By Terri C. Hansen
News from Indian Country
Bureau Chief/Pacific Northwest Bureau
Pocatello, Idaho—A naval train carrying six highly radioactive nuclear waste casks from Navy warships was halted by leaders of the Shoshone-Bannock Tribes Oct. 24 when the train entered their half-million-acre Fort Hall Reservation south of Blackfoot, Idaho without tribal authorization, the Sho-Ban News reported.
Tribal administrators advised Union Pacific Railroad of their pending action, while three tribal patrol cars were sent to stop the moving train. They held it at a standstill for over six hours.
Fort Hall Business Council Chairman Delbert Farmer said the action was taken because the tribes were not party to and had not endorsed a controversial Oct. 16 agreement between Idaho, the Department of Energy and U.S. Navy to transport highly radioactive spent nuclear fuel rods across the reservation. Idaho was not authorized to permit nuclear wastes to cross the reservation, and neither the Navy nor DOE obtained Shoshone-Bannock permission to cross tribal lands, a tribal statement said.

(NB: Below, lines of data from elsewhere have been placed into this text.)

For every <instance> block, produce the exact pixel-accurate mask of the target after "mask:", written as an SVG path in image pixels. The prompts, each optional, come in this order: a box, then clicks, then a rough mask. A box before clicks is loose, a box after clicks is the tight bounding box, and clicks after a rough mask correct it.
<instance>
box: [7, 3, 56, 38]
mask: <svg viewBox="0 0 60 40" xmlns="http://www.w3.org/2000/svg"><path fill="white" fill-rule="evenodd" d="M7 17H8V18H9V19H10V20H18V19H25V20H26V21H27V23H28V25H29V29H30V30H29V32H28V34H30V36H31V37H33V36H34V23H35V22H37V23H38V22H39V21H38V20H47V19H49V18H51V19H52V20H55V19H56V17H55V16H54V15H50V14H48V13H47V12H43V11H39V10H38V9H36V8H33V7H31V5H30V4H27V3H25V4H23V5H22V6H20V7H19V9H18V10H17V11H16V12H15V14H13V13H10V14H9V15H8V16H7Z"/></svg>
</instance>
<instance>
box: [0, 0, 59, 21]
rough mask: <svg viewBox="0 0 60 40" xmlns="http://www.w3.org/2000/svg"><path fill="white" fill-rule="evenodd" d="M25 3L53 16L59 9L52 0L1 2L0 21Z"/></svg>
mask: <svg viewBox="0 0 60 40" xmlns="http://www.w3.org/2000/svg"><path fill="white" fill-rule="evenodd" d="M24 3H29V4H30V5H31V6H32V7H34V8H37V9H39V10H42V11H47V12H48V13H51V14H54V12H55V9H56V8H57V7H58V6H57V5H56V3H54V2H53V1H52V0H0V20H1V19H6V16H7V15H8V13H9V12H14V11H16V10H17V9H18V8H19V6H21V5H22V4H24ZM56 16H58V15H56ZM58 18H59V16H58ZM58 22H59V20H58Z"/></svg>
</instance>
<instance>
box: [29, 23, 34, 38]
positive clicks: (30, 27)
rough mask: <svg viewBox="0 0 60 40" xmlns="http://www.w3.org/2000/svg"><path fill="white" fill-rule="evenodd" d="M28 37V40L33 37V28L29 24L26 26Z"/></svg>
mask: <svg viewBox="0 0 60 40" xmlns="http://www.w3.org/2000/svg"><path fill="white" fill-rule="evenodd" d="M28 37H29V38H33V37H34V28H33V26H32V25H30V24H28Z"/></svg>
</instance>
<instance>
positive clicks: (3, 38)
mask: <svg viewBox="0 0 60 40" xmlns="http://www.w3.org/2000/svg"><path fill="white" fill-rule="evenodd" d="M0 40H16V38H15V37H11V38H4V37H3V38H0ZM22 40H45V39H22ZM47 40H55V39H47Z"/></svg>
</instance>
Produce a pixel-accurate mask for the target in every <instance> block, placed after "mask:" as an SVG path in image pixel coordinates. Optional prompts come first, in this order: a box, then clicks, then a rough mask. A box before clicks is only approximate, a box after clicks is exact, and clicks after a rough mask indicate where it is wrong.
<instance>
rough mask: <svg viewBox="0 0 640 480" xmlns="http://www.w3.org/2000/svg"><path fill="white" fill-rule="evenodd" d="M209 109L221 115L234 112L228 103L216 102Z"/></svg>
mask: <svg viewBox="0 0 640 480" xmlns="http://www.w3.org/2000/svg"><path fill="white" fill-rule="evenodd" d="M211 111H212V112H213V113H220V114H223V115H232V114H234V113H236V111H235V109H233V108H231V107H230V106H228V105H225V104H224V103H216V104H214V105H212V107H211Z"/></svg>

"The State of Idaho and Governor [Phil] Batt do not represent nor speak for the Shoshone-Bannock Tribes," Chairman Farmer declared. "This is our homeland and we are mandated to protect it by [tribal] members."
Acting tribal DOE director Dianne Yupe told the Idaho State Journal, "The tribes are not recognizing the state's agreement with the Department of Energy and the Navy because the state failed to recognize the sovereignty and the position of the tribes.
Following assurances from the Navy that the train would not stop at any point on the reservation, the tribal Business Council agreed to permit the waste to continue with a tribal police escort. Their agreement allowed for passage of five or six previously scheduled shipments within the week.
Tribal leaders began immediate talks with government officials, who agreed to hold public hearings for tribal members Nov. 20 and 21. Federal officials are planning meetings for the general public — at the tribe's request — near the end of November.
The nuclear waste was en route to the Idaho National Engineering Laboratory, part of Shoshone Bannock ancestral lands, for 40-year storage and burial as per the Idaho, DOE and Navy agreement. The nuclear waste, taken from ships posted at the Puget Sound Naval Shipyard in Bremerton, Wash., was the first of over 1100 proposed Navy and DOE shipments.